[Date Prev][Date Next][Thread Prev][Thread Next][Date Index][Thread Index]

Re: [Condor-users] job problmes



Yu
You didn't say so explictly but it looks like you are using
the vdt nfs-lite job manager and transferring all the
job files via condor_transfer_files from the globus
gatekeeper to the worker node, is that right?

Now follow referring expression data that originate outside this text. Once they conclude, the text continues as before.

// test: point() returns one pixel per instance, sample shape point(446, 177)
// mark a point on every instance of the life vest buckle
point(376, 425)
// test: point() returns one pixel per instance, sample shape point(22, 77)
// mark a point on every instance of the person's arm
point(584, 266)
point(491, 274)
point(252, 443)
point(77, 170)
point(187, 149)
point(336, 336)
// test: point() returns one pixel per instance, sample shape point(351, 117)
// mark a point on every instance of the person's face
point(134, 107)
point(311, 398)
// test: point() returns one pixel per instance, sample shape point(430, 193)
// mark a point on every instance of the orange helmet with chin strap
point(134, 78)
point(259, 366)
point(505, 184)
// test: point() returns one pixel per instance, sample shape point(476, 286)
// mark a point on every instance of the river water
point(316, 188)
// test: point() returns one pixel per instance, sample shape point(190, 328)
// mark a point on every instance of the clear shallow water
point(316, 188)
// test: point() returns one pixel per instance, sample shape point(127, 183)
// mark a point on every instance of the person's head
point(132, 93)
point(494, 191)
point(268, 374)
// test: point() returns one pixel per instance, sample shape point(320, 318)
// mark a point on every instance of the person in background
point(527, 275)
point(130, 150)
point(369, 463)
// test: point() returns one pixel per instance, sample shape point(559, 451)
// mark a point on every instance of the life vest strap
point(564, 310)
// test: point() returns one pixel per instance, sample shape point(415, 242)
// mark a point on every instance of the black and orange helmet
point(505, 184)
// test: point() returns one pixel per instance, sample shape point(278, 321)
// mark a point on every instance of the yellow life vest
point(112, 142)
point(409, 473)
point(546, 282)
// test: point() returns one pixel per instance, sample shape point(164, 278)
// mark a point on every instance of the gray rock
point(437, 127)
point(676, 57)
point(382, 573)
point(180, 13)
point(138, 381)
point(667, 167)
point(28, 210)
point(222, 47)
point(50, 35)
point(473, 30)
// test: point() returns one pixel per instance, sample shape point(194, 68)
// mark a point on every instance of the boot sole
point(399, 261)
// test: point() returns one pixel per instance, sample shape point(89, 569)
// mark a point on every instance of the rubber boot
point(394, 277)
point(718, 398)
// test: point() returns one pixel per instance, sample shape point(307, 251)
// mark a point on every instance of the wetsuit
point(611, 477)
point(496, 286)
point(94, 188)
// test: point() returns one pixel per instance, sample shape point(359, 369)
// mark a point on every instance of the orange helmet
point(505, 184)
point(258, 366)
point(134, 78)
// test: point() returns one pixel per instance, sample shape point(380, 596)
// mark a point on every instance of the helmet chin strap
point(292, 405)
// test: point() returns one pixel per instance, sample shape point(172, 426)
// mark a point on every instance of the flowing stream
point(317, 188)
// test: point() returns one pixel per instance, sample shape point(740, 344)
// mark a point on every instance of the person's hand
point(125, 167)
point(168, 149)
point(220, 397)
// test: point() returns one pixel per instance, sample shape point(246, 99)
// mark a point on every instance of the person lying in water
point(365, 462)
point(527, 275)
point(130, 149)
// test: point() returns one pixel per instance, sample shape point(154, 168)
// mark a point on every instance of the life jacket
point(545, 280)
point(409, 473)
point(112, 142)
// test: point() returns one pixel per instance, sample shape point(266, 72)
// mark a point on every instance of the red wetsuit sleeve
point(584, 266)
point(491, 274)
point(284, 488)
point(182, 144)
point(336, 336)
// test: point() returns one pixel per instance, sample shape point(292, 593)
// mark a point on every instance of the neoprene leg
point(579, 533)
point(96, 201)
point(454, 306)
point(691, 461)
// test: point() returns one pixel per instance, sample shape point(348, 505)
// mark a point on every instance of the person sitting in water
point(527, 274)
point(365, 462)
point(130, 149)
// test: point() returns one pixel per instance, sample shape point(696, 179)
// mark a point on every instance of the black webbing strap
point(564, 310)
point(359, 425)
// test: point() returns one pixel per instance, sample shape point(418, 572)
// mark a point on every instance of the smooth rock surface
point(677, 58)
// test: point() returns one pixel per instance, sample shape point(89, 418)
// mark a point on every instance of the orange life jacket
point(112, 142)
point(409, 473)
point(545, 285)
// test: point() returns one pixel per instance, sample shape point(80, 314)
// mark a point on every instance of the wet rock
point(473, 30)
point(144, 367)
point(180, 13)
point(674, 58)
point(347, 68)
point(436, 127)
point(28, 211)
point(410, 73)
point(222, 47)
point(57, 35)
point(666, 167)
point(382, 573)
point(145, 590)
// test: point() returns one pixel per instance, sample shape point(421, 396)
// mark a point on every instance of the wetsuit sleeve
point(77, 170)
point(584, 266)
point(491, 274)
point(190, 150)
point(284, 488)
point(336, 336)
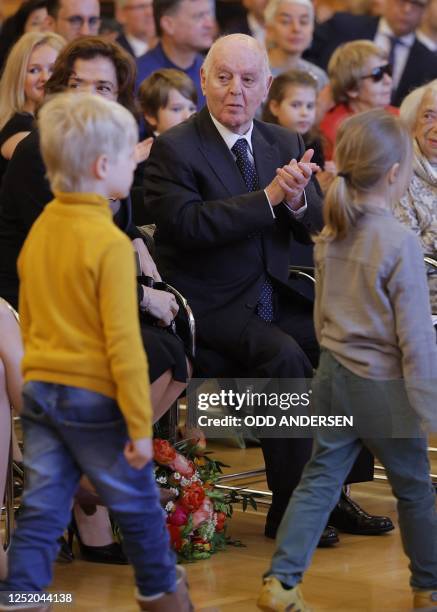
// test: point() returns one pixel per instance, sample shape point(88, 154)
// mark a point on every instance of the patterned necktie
point(264, 307)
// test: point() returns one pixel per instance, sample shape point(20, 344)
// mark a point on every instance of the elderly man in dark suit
point(412, 63)
point(228, 193)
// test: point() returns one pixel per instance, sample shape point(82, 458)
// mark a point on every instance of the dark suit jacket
point(215, 241)
point(123, 42)
point(421, 66)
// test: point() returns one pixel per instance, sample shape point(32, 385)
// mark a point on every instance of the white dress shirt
point(139, 47)
point(231, 138)
point(401, 52)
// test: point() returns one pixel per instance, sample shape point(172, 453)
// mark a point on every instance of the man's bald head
point(235, 80)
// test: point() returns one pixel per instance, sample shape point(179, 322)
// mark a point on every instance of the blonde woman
point(29, 66)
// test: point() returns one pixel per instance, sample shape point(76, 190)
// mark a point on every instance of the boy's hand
point(138, 452)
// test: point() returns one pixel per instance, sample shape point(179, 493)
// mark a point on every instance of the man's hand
point(138, 452)
point(148, 266)
point(160, 304)
point(291, 180)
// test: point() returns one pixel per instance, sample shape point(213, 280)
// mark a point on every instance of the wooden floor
point(359, 574)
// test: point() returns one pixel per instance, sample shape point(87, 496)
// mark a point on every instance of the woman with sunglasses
point(360, 78)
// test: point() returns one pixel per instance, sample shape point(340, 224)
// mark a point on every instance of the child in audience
point(167, 97)
point(86, 396)
point(292, 103)
point(373, 323)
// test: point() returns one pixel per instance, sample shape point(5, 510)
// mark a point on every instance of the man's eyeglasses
point(77, 22)
point(378, 73)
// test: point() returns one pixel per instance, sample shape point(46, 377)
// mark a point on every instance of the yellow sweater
point(78, 306)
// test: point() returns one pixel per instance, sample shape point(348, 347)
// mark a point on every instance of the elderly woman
point(360, 78)
point(418, 207)
point(289, 28)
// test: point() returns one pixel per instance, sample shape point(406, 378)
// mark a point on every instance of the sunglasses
point(377, 74)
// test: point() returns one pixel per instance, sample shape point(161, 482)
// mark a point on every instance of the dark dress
point(20, 122)
point(25, 192)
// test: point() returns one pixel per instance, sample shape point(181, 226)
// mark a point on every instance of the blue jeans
point(69, 431)
point(334, 452)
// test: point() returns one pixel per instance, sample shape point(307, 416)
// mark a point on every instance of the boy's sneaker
point(179, 601)
point(274, 598)
point(425, 600)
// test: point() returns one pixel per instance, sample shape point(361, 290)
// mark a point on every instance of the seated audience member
point(167, 97)
point(11, 354)
point(290, 26)
point(95, 65)
point(370, 265)
point(427, 32)
point(292, 103)
point(394, 32)
point(252, 23)
point(30, 17)
point(83, 358)
point(210, 185)
point(360, 77)
point(185, 28)
point(136, 19)
point(28, 68)
point(74, 18)
point(418, 206)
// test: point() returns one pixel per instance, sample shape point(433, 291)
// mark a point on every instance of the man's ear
point(203, 80)
point(269, 83)
point(50, 23)
point(100, 167)
point(273, 107)
point(352, 93)
point(167, 24)
point(119, 14)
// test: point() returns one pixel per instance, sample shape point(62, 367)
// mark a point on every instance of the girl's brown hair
point(367, 146)
point(279, 86)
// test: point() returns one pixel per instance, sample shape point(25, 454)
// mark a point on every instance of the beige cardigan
point(372, 301)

If so then you need to check all of the /etc/grid-security/certificates
directories on both ends, the globus gatekeeper/schedd and the
worker node in question.  Probably one of those is not working.
For more info put D_SECURITY into the SCHEDD_DEBUG and SHADOW_DEBUG
settings on the gatekeeper and STARTD_DEBUG and STARTER_DEBUG
on the worker nodes.

Steve
On Sat, 31 Oct 2009, Yu Fu wrote:

We got some problems with jobs submitted to an OSG/condor cluster
recently. The problem is soon after a job is picked up to execute it is
terminated with "Failed to transfer files" errors ilke:

10/30 22:24:30 Using config source: /etc/condor/condor_config
10/30 22:24:30 Using local config sources:
10/30 22:24:30    /opt/condor/condor_config.local
10/30 22:24:30 DaemonCore: Command Socket at <128.227.221.101:38240>
10/30 22:24:30 Done setting resource limits
10/30 22:24:47 Communicating with shadow <128.227.221.11:38425>
10/30 22:24:47 Submitting machine is "pg.ihepa.ufl.edu"
10/30 22:24:47 setting the orig job name in starter
10/30 22:24:47 setting the orig job iwd in starter
10/30 22:25:07 relisock_gsi_get (read from socket) failure
10/30 22:25:07 ReliSock::get_x509_delegation(): delegation
failed: x509_receive_delegation failed at line 850
10/30 22:25:07 DoDownload: STARTER at 128.227.221.101 failed to receive
file /wntmp/execute/dir_11877/x509_up
10/30 22:25:07 condor_write(): Socket closed when trying to write 193
bytes to <128.227.221.11:38425>, fd is 9
10/30 22:25:07 Buf::write(): condor_write() failed
10/30 22:25:07 Failed to send download failure report to
<128.227.221.11:38425>.
10/30 22:25:07 File transfer failed (status=0).
10/30 22:25:07 ERROR "Failed to transfer files" at line 1781 in file
jic_shadow.cpp
10/30 22:25:07 ShutdownFast all jobs.

We have made sure the corresponsing directory is writeable for the
account. This sounds like a GSI problem as we see "relisock_gsi_get
(read from socket) failure", but we are not sure. Can this be a Condor
problem? What could cause this prolbem?

We have tried upgrading OSG to 1.2.3 and Condor 7.2.4 but still got the
same problems.

Thanks,

Yu


--
------------------------------------------------------------------
Steven C. Timm, Ph.D  (630) 840-8525
timm@xxxxxxxx  http://home.fnal.gov/~timm/
Fermilab Computing Division, Scientific Computing Facilities,
Grid Facilities Department, FermiGrid Services Group, Assistant Group Leader.